The DataObject class is the core component for processing meteorological data and computing terms of atmospheric budget equations. It calculates thermodynamic and vorticity terms, with diabatic heating estimated as a residual.

Key Features

Variable extraction and unit conversion from input datasets
Thermodynamic budget calculations including temperature advection and diabatic heating
Vorticity budget computations with geostrophic and ageostrophic components
Water budget analysis with moisture transport and storage terms
Coordinate system handling for latitude, longitude, pressure levels, and time
Physical constant calculations (Coriolis parameter, grid spacing, etc.)

Main Methods

Variable Processing

extract_variables(): Extracts and processes variables from input dataset
convert_units(): Handles unit conversions using MetPy
calculate_geopotential_height(): Computes geopotential height from geopotential
calculate_additional_properties(): Calculates grid spacing and Coriolis parameter

Budget Calculations

calculate_thermodynamic_terms(): Computes temperature budget terms
calculate_vorticity_terms(): Computes vorticity budget terms
calculate_water_budget_terms(): Computes moisture budget terms

Data Structure

The DataObject contains:

Input Variables: * Temperature, humidity, wind components (u, v) * Vertical velocity (omega), geopotential height * Coordinate arrays (lat, lon, pressure, time)

Calculated Terms: * Budget equation components for each variable * Residual terms and diabatic heating estimates * Grid properties (dx, dy, Coriolis parameter)

Metadata: * Variable mappings from namelist * Unit conversions and physical constants * Processing parameters and logging

Usage Examples

from src.data_object import DataObject
import xarray as xr
import pandas as pd

# Load input data and tendencies
input_data = xr.open_dataset('era5_data.nc')
dTdt = calculate_temperature_tendency(input_data)
dZdt = calculate_geopotential_tendency(input_data)
dQdt = calculate_humidity_tendency(input_data)

# Load variable mapping
namelist_df = pd.read_csv('namelist.csv', index_col=0)
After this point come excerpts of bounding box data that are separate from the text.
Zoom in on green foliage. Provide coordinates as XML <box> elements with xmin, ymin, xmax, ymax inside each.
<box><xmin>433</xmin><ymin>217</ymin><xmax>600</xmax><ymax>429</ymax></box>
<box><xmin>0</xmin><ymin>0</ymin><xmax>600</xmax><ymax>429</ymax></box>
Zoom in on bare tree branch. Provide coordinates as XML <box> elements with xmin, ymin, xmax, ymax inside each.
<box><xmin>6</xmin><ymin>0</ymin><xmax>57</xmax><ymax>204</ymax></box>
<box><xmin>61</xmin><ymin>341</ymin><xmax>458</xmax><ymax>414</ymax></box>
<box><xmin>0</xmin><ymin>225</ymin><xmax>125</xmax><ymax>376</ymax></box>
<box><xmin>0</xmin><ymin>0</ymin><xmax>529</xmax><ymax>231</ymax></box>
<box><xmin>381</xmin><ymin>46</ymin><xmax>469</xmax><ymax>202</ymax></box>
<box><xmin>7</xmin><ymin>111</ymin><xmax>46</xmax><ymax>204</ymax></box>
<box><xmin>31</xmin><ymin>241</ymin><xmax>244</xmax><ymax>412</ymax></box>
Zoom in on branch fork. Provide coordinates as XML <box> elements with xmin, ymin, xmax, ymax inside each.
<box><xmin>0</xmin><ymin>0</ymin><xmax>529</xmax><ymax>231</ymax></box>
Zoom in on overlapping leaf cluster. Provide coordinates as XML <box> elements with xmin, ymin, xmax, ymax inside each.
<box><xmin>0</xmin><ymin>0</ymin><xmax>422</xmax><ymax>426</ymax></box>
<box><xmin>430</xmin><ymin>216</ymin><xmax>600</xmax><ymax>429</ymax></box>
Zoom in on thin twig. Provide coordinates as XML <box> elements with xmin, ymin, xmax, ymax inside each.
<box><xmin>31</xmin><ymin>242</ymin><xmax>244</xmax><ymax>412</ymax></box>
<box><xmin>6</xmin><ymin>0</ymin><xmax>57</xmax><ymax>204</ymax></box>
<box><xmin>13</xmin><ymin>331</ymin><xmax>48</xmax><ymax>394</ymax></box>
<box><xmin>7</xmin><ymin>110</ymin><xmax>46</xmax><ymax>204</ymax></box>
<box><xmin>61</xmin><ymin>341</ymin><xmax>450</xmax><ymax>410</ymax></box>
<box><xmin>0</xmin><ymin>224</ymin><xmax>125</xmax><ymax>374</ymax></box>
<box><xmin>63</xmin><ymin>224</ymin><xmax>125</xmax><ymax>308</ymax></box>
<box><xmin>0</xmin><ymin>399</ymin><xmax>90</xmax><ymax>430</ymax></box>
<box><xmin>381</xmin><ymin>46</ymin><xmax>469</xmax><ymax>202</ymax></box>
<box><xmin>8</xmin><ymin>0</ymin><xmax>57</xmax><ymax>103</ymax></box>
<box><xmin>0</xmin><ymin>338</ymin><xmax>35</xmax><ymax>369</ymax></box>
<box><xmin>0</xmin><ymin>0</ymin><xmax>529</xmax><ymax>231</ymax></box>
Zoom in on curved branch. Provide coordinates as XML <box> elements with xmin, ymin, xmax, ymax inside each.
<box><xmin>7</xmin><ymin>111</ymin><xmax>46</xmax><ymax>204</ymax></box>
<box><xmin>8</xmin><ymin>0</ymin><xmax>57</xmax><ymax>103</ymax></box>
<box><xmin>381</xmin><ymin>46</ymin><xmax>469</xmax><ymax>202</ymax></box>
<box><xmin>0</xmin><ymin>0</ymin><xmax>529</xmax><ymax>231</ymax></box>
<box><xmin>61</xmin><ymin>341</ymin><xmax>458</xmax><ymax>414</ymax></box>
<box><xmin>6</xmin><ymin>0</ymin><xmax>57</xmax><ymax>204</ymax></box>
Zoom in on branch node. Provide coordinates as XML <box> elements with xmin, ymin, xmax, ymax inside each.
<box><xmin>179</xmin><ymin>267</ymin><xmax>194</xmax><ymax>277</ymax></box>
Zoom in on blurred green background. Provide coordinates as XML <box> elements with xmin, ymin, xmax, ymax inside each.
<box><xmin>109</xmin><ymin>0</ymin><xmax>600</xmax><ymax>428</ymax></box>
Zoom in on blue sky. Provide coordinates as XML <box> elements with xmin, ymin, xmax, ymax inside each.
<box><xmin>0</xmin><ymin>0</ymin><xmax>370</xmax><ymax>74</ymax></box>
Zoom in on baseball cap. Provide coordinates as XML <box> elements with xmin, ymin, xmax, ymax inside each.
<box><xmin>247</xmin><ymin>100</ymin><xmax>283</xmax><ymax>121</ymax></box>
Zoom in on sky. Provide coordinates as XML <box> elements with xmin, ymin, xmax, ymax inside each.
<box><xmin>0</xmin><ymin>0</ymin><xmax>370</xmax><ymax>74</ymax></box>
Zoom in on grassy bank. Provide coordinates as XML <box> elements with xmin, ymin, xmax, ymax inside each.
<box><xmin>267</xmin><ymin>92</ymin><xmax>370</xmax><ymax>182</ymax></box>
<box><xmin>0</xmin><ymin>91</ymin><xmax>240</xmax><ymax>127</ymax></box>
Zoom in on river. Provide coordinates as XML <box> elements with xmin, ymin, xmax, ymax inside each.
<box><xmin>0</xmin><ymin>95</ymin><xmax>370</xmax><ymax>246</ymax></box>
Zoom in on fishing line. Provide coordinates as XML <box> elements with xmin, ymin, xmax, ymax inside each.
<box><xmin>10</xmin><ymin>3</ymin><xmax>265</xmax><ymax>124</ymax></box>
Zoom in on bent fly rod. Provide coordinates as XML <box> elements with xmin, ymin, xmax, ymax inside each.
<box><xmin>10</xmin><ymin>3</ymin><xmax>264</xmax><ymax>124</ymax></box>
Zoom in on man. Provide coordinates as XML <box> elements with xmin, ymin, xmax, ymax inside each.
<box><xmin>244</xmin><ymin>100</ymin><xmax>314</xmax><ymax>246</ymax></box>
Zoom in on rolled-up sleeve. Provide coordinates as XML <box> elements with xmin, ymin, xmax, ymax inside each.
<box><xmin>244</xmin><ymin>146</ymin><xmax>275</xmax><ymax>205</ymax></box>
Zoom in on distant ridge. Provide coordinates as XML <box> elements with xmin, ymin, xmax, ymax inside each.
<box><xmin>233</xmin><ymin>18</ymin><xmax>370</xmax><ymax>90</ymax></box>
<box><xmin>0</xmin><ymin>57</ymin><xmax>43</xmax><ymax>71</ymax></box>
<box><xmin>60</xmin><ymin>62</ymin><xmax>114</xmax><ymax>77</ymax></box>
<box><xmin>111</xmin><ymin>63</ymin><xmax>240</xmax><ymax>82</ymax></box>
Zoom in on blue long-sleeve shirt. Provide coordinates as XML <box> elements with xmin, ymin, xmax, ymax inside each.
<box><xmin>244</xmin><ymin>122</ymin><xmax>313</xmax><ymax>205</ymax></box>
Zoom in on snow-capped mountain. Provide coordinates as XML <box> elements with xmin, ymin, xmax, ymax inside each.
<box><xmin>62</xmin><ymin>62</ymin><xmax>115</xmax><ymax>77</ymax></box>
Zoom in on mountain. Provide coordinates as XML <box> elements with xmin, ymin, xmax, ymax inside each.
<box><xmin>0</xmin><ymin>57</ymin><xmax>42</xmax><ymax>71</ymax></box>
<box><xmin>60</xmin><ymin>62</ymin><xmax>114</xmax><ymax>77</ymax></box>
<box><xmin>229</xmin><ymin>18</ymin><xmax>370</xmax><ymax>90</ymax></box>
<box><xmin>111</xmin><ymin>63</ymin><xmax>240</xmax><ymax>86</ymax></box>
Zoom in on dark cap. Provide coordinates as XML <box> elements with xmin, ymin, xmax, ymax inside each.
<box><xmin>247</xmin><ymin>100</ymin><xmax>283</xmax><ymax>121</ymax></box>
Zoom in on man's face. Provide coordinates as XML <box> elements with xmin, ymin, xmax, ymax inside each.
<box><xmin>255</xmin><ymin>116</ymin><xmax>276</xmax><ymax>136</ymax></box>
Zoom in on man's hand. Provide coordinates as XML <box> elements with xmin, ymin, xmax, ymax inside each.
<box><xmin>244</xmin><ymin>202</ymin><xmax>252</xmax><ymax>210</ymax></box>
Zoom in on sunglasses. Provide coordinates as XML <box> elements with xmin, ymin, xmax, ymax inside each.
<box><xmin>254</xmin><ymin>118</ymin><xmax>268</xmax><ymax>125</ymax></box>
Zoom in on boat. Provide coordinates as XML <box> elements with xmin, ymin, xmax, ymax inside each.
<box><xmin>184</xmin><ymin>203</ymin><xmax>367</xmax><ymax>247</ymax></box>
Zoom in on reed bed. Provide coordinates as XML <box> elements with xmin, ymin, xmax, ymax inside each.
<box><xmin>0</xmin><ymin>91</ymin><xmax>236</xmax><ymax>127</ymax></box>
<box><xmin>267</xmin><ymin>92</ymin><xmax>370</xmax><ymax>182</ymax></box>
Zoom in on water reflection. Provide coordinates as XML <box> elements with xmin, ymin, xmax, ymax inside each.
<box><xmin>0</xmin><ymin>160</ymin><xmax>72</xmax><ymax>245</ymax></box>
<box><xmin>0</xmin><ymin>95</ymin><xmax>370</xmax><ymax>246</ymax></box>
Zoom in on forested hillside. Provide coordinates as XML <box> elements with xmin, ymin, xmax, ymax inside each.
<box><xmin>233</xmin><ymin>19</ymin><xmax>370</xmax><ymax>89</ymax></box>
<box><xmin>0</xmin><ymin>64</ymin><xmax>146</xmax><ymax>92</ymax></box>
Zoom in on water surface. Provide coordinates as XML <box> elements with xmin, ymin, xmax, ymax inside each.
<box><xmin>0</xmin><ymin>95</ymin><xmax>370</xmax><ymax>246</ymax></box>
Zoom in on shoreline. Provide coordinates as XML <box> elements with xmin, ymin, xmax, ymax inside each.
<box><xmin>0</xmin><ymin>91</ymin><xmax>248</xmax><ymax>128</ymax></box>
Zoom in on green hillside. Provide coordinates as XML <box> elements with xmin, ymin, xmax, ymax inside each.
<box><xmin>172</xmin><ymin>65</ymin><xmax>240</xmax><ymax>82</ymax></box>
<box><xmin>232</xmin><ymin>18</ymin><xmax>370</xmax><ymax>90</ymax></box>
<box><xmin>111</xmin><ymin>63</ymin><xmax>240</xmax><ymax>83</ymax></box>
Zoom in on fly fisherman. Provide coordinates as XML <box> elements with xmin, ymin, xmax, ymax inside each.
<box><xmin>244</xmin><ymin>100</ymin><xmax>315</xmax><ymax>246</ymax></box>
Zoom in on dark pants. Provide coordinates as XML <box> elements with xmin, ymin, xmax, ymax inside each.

# Create DataObject instance
data_obj = DataObject(
    input_data=input_data,
    dTdt=dTdt,
    dZdt=dZdt,
    dQdt=dQdt,
    namelist_df=namelist_df,
    args=args,
    app_logger=logger
)

# Access calculated budget terms
horizontal_temp_adv = data_obj.HorizontalAdvT
diabatic_heating = data_obj.ResT * Cp_d  # Q = Cp_d * ResT
vorticity_advection = data_obj.HorizontalAdvZ